How many entries are needed to determine a low-rank matrix?

39 Views Asked by At

Suppose $M$ is an $n \times m$ matrix of rank $r \ll n,m$. We know some uniform random sample $S$ of the entries. For example we know each entry with probability $p$. Or we know some uniformly selected $pnm$ of the entries.

I wonder how well do these entries do at determining $M$? By determine I mean $M$ is the only matrix that agrees with the sample over $S$? For example how large does $p$ need to be before $M$ is determined with high probability as $n,m \to \infty?$

Obviously there are examples when only $p \simeq 1$ will do. For example suppose $r=1$ and $M$ has one row $(1,2,3,\ldots, m)$ and all other rows full of zeroes. Then we need to sample all entries of the first row to reconstruct $M$.
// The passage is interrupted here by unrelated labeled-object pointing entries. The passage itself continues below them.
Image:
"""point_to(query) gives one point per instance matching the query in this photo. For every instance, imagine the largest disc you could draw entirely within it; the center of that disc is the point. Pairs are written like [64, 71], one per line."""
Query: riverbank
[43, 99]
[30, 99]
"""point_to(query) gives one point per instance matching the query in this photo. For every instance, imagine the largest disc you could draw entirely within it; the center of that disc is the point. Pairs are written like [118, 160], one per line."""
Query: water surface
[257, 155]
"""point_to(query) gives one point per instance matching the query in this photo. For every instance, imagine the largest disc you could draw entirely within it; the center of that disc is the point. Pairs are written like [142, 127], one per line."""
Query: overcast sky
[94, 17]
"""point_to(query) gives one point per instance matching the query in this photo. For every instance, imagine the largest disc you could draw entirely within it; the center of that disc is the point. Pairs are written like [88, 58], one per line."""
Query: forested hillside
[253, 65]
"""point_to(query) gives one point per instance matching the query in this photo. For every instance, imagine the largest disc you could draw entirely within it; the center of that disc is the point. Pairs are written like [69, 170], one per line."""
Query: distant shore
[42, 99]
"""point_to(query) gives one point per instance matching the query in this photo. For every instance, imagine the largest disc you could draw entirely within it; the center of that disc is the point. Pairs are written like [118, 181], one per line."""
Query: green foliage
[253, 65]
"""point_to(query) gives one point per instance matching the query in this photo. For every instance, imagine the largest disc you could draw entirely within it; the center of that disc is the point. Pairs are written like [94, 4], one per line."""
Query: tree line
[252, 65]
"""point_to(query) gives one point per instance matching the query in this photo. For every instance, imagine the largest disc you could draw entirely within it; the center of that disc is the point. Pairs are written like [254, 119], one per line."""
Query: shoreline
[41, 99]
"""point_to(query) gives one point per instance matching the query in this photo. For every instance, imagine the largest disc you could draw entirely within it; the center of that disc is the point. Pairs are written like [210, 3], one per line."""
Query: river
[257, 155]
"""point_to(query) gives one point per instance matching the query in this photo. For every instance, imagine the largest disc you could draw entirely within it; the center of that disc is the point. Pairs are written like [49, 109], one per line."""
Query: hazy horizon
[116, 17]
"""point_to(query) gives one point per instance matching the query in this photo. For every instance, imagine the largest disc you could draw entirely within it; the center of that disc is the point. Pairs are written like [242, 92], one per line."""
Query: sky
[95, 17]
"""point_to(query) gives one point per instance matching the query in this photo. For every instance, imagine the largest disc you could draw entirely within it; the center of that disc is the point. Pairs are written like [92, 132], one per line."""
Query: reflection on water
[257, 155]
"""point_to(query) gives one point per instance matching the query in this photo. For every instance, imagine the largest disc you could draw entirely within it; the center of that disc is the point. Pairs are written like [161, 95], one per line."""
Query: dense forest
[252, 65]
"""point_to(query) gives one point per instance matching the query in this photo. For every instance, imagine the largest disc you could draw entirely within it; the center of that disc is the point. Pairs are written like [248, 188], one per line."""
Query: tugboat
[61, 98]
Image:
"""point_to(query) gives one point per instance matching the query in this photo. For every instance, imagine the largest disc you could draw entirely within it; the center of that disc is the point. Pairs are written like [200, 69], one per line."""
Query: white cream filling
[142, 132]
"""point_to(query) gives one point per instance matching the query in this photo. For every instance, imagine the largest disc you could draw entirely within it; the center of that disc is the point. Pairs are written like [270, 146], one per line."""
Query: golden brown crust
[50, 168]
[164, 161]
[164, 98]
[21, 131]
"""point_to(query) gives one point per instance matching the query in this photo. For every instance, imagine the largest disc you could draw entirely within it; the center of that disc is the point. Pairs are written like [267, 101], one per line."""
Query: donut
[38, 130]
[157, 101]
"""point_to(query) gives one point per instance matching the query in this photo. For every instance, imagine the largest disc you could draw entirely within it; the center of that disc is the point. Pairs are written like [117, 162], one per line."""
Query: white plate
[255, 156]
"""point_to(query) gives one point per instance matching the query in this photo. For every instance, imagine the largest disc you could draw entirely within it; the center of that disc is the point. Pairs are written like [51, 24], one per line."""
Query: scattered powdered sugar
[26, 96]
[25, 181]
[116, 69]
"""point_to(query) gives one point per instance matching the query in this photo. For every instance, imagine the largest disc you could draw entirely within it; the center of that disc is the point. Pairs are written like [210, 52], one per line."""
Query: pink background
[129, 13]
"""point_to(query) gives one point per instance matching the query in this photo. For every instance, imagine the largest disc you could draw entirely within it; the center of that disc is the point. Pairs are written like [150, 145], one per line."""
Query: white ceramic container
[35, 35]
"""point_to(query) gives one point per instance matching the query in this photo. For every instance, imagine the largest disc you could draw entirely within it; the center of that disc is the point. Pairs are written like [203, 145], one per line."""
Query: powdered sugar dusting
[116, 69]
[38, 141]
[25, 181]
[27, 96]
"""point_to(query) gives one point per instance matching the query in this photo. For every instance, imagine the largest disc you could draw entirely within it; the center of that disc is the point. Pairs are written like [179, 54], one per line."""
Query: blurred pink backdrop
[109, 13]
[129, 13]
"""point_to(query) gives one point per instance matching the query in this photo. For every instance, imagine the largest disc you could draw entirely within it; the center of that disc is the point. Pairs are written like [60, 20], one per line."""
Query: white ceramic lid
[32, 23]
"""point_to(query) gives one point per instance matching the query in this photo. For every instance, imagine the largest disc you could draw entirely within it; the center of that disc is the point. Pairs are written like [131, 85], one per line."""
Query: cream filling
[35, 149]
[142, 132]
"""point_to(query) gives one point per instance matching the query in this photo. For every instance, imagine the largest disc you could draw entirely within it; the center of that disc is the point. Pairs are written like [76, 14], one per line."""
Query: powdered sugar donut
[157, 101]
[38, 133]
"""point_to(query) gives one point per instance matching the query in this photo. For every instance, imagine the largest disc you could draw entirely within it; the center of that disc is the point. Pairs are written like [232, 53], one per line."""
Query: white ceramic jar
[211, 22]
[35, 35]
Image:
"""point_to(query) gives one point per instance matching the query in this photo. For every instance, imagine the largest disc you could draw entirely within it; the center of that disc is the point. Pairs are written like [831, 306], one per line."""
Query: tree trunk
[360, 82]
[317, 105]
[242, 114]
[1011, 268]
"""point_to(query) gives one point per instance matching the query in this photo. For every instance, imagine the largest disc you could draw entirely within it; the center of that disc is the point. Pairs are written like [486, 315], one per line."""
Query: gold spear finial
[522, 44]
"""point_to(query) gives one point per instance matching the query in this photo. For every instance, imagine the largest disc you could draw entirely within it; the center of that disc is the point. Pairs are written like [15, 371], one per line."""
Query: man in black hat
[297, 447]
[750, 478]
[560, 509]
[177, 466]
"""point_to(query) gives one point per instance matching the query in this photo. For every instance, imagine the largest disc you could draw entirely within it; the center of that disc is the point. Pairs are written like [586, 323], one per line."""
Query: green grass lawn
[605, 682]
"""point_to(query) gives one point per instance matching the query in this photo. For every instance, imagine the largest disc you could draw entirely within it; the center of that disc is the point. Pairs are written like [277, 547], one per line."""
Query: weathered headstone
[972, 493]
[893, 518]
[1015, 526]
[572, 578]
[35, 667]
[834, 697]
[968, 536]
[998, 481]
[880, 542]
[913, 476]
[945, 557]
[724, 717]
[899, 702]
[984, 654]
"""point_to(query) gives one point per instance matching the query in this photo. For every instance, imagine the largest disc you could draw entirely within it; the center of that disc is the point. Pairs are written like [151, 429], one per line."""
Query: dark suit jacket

However if we also assume all entries of $M$ are nonzero, then it seems sampling every entry is equally useful. To see this write $M = xy^T$ for some vectors $x,y$ of size $n,m$. Then sampling $M^i_j$ gives the relation $x_i= M^i_j y_j$. We need at least $n+m$ entries to get enough relations to solve for $n+m$ unknowns. But it is possible some set of that many relation has redundancies. Getting the right sort of chain leads to the following problem

Suppose $A,B$ are sets with $|A|=n $ and $|B| = m$ and we form a random bipartite graph $G$ on vertex set $V=A \cup B$ by including some of the edges $\{(a,b):a \in A, b \in B\}$. How likely is $G$ to be connected?

I don't know the answer to this question. Does anyone here know?

More generally we have $M=XY$ where $X$ is $n \times r$ and $Y$ is $r \times m$. I believe the correct generalisation of nonzero entries is that all sets of $r$ rows(columns) of $X$, $Y$ are independent. (I am also happy to make any assumptions that holds for some dense open subset.) This lets us take say $X^1 Y_1 = M^1_1 , X^1 Y_2 = M^1_2,\ldots, X^1 Y_r = M^1_r$ and invert the matrix to get $X^1$ in terms of $Y_j$.

This is where I get stuck. I have no idea how to even convert the problem into something on graphs. Any ideas?